19 As he drew near the camp, he saw the calf and the dancing. With that, Moses' wrath flared up, so that he threw the tablets down and broke them on the base of the mountain. 20 Taking the calf they had made, he fused it in the fire and then ground it down to powder, which he scattered on the water and made the Israelites drink. 21 Moses asked Aaron, "What did this people ever do to you that you should lead them into so grave a sin?" Aaron replied, "Let not my lord be angry. 22 You know well enough how prone the people are to evil. 23 They said to me, 'Make us a god to be our leader; as for the man Moses who brought us out of the land of Egypt, we do not know what has happened to him.' 24 So I told them, 'Let anyone who has gold jewelry take it off.' They gave it to me, and I threw it into the fire, and this calf came out."
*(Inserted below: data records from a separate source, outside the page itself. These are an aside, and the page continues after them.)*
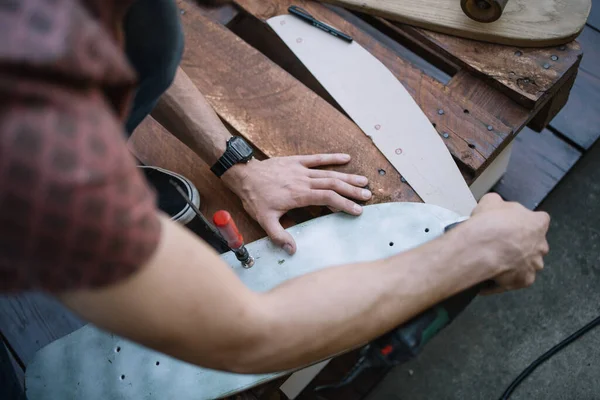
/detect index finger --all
[295,153,350,168]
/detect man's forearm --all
[152,68,231,165]
[64,214,497,373]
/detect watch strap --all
[210,151,239,178]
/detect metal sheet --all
[26,203,460,400]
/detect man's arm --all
[152,68,371,253]
[62,195,549,373]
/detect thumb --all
[259,215,296,255]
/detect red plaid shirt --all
[0,0,160,292]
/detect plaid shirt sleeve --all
[0,0,160,292]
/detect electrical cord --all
[500,316,600,400]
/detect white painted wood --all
[268,15,476,215]
[471,143,513,201]
[26,203,460,400]
[321,0,592,47]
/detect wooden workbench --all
[0,0,600,400]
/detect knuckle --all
[523,273,535,287]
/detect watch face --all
[229,136,254,161]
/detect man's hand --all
[223,154,371,254]
[469,193,550,294]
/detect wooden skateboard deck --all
[321,0,592,47]
[267,15,476,215]
[26,203,460,400]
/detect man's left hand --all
[223,154,372,254]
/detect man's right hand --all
[469,193,550,294]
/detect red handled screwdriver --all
[213,210,254,268]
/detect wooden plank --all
[551,27,600,149]
[370,18,583,109]
[0,293,84,366]
[321,0,591,47]
[129,117,266,242]
[528,68,577,132]
[267,15,477,216]
[232,0,511,178]
[494,128,581,209]
[178,0,419,203]
[189,1,240,25]
[587,0,600,30]
[0,341,25,400]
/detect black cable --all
[500,316,600,400]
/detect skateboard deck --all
[26,203,460,400]
[321,0,592,47]
[267,15,476,215]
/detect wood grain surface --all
[369,18,583,109]
[322,0,591,47]
[178,1,419,203]
[588,0,600,30]
[551,26,600,149]
[230,0,512,180]
[0,340,25,400]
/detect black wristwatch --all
[210,136,254,177]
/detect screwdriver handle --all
[213,210,244,249]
            25 When Moses realized that, to the scornful joy of their foes, Aaron had let the people run wild, 26 he stood at the gate of the camp and cried, "Whoever is for the LORD, let him come to me!" All the Levites then rallied to him, 27 and he told them, "Thus says the LORD, the God of Israel: Put your sword on your hip, every one of you! Now go up and down the camp, from gate to gate, and slay your own kinsmen, your friends and neighbors!" 28 The Levites carried out the command of Moses, and that day there fell about three thousand of the people. 29 Then Moses said, "Today you have been dedicated to the LORD, for you were against your own sons and kinsmen, to bring a blessing upon yourselves this day."
            30 On the next day Moses said to the people, "You have committed a grave sin. I will go up to the LORD, then; perhaps I may be able to make atonement for your sin." 31 So Moses went back to the LORD and said, "Ah, this people has indeed committed a grave sin in making a god of gold for themselves! 32 If you would only forgive their sin! If you will not, then strike me out of the book that you have written." 33 The LORD answered, "Him only who has sinned against me will I strike out of my book. 34 Now, go and lead the people whither I have told you. My angel will go before you. When it is time for me to punish, I will punish them for their sin." 35 Thus the LORD smote the people for having had Aaron make the calf for them.